Spastic Paraplegia, Optic Atrophy, And Neuropathy

A number sign (#) is used with this entry because of evidence that spastic paraplegia, optic atrophy, and neuropathy (SPOAN) is caused by homozygous mutation in the KLC2 gene (611729) on chromosome 11q13.2.

Description

Spastic paraplegia, optic atrophy, and neuropathy (SPOAN) is an autosomal recessive neurodegenerative disorder characterized by early-onset progressive spastic paraplegia resulting in loss of independent ambulation in the teenage years. Additional features include optic atrophy, later onset of sensorimotor peripheral neuropathy, and progressive joint contractures; cognition remains intact (summary by Melo et al., 2015).

Clinical Features

Macedo-Souza et al. (2005) reported a large consanguineous Brazilian family in which 25 members had a neurologic disorder characterized by congenital optic atrophy, early-onset progressive spastic paraplegia, and distal axonal motor and sensory peripheral neuropathy (SPOAN). Affected patients showed mild motor developmental delay early in life with loss of independent ambulation by 10 years of age; 3 patients never achieved ambulation. Most patients had brisk proximal reflexes and absent distal reflexes, as well as impaired distal sensation to vibration and position; however, pain was not a feature. Dysarthria and distal amyotrophy were apparent in patients over 20 years of age. Exacerbated startle response to sound was present from infancy in all patients. Twelve patients had scoliosis, 5 of whom were severely affected. No patients had ataxia, dystonia, incontinence, or cognitive impairment. Electromyography (EMG) studies were consistent with an axonal motor and sensory neuropathy, and sural nerve biopsy showed decreased numbers of myelinated and unmyelinated fibers, some with bizarre shapes and thin myelin sheaths. Macedo-Souza et al. (2005) noted that the condition is common in Serrinha dos Pintos, an isolated area in northeastern Brazil, with an estimated carrier rate of 1 in 9.

Inheritance

The transmission pattern of SPOAN in the families reported by Macedo-Souza et al. (2005) was consistent with autosomal recessive inheritance.

Mapping

By genomewide linkage analysis of a large Brazilian family with SPOAN, Macedo-Souza et al. (2005) identified a 4.79-Mb candidate gene region on chromosome 11q13 between markers D11S1908 and D11S1889 (maximum 2-point lod score of 14.43 at D11S1883).
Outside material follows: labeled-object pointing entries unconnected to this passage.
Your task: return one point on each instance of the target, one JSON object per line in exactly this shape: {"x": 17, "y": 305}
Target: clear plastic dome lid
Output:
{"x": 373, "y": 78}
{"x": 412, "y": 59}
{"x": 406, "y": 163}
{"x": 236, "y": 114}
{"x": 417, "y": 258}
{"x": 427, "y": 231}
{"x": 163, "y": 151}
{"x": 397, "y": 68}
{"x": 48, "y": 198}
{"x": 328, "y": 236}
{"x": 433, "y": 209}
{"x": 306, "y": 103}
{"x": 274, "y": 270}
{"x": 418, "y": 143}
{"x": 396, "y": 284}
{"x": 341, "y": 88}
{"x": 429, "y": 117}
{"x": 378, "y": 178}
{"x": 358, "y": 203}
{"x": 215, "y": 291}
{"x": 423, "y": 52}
Macedo-Souza et al. (2009) recalculated linkage of SPOAN by including 44 additional patients from the same geographic area as those reported by Macedo-Souza et al. (2005) and obtained a maximum 2-point lod score of 33.2 at D11S987 and 27.0 at D11S1889. All affected individuals were homozygous for D11S1889 at chromosome 11q13. The critical region was reduced from 4.8 to 2.3 Mb between markers rs1939212 and D11S987. Within the critical region, the KLC2 (611729), CCS (603864), and LRFN4 (612810) genes were sequenced, but no mutations were identified.

Molecular Genetics

In 73 Brazilian patients and 2 sibs of Egyptian descent with SPOAN, Melo et al. (2015) identified a homozygous 216-bp deletion in the noncoding upstream region of the KLC2 gene (611729.0001). The deletion was not identified by whole-exome sequencing, but only by whole-genome sequencing. Patient fibroblasts and pluripotent stem cells induced into motor neurons showed increased expression of the KLC2 gene (increase of 48 to 74% compared to controls). There were no differences in KLC2 expression in peripheral blood cells between patients, heterozygous mutation carriers, and controls, suggesting a tissue-specific effect. Melo et al. (2015) noted that this was a novel molecular disease mechanism: a gain-of-function effect in a recessive disorder.

Animal Model

Melo et al. (2015) found that morpholino knockdown of the klc2 gene in zebrafish embryos resulted in a shortened and twisted tail and an inability to swim, in a dose-dependent manner. Overexpression of the klc2 gene resulted in a similar motor phenotype with increased lethality (over 70%).